I dont know anything about driftwood but I got a nice piece in the 90 gallon tank I bought last weekend. When I bought the tank it had about an 1" of gravel w/ water just covering the top of gravel and 2 large TX holey rocks.

Im thinking of using the driftwood in my peacock tank. Im assuming since it was in the tank its safe to use?? But im concerned about the white stuff...its a little powdery. Im not sure if its mold or just evaporated water residue. It has a very strong wood smell to it. And the one tip is very black and still damp. How would I know if its safe to use in my tank??


----------



## brinkles (Jan 30, 2011)

I have a similar piece that stained the water yellow for a few years! It was in a planted tank, no biggie. It's in a cichlid tank now, and the synos are very interested in it. It's covered in java fern, which the cichlids aren't interested in. I got the java to take by rubber banding pieces to the wood.

I believe you can boil it to remove some of the tannin, but it still might soften your water.


----------



## ridley25 (Jan 5, 2008)

Although I've never had a piece that big, (and that's a really nice piece!) I've always had driftwood in my tanks with no effect on my pH.

If you had an empty tank or a large rubbermaid tub you could soak it for some time and measure your pH to see if it slowly drops - this might show you some movement on the white stuff too.

I know not a thing about mould so I won't venture further than that - but I imagine a light bleach bath and a cleaning soak afterwards would deal with most potential issues.

kevin


----------



## smitty (May 7, 2004)

If you are concerned give it a good cleaning with a little bleach then rinse it very good.

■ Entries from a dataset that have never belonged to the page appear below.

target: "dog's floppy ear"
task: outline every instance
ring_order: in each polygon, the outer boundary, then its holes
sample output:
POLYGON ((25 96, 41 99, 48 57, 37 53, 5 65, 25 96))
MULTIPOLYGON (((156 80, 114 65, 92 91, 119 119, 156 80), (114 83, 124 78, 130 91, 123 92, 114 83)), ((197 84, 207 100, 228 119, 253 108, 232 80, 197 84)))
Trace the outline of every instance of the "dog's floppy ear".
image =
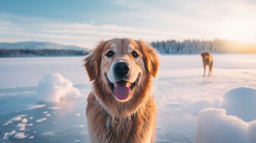
POLYGON ((141 40, 138 41, 142 48, 146 72, 152 77, 156 77, 159 66, 156 50, 141 40))
POLYGON ((100 76, 101 57, 104 43, 104 41, 100 41, 96 48, 91 50, 84 59, 84 66, 89 76, 90 81, 97 79, 100 76))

But I do not see you having any problems.


----------



## Bombay (Mar 5, 2004)

Check out the ARTICLES section for a new great article on driftwood.
If it has been in a tank for a while, we can assume that some of the tannins have been leached out (but assuredly, not all of them). Your pieces looks too large to boil (to remove more tannins). Nonetheless, you have a nice piece of driftwood there. It looks to be of the dense and self-sinking type. Why not utilize it! I would scrub it down slightly, but probably no need to use bleach. The white stuff is most likely mold. Gently scrub it away the first couple of times i comes back (while in the tank) and either the fish will end up removing it or it will eventually just go away.


----------



## 60gallon (Dec 14, 2010)

Thanks guys.

I took it by the self serve car wash last night and pressure washed it and the white stuff easily came off. I brought it home and baked it in the over for about an hour, then put it in a large rubbermaid to let it soak for a few days. I checked the water this morning and its crystal clear. Im assuming my PH wont drop since my waters KH is 268.5ppm or 15Ã‚Â° but I'll leave it in there for a few more days to see if it does drop.

The piece of wood came with the 90 gallon tank that I bought last weekend. It was in the tank for about 3yrs. The tank also had 2 big pieces of TX holey rock with several 2-3" holes in them. :drooling: Those are going in my Moms 55 though.


----------



## brinkles (Jan 30, 2011)

If you can score some, I suggest trying to start some java fern on it - not only will it add a little color, lately, my mbuna have been spending time picking through it looking for who knows what. It's probably full of little critters for them to eat between feedings. They also sometimes pick at the algae that grows on the top side.

My piece used to be in a 29, and was big enough to just stick out of the water if it got low. White mold would grow on the part exposed to air, and never caused a problem.


----------